Despite these problems he was in fairly good physical condition. Up until recently, exercise had tended to reduce the worst effects of the disease, so he had exercised assiduously. Now, though, his physical condition was starting to deteriorate along with his nerves.
To make matters worse, he was a friend of her daughter. It was one of the reasons Daneh had avoided contact with his treatment; she knew that so close a relationship was asking for trouble. Furthermore, she and Herzer’s parents did not get along. From the first sign of Herzer’s “spasms,” his parents, Melissa and Harris, had begun shunning him as if the genetic damage was infectious. It was not until they had “given him his freedom” at the ripe age of fourteen and Herzer had personally approached her, that she was willing to take the case. Now, given his deterioration, she reproached herself for waiting so long.

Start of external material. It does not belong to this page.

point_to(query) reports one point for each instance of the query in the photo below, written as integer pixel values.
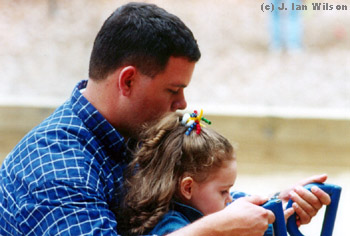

But an end might be in sight. If Dr. Ghorbani had anything to do with it.
“It’s like a jigsaw puzzle, Herzer,” she said, watching the double helix form and reform. “Some genes won’t go with other genes, no matter how you cram them together. Sometime in your family’s history somebody decided to cram a couple of your genes together. And they don’t fit. The result is your nerves can’t regulate your neurotransmitters anymore.”
“Ye’, doct’or,” the boy said with a sigh. “ ’H know.”
“Yes, you do know,” she said with a smile. “I’m trying to think of a way to fix it. A way the autodocs wouldn’t.”
“Trie’ docs ’fore,” the boy said, trying and failing to focus on the hologram or even the doctor across from him. His head, though, steadfastly twitched out of line and he couldn’t get his eyes to compensate. “They can’ fin’ uh promem.”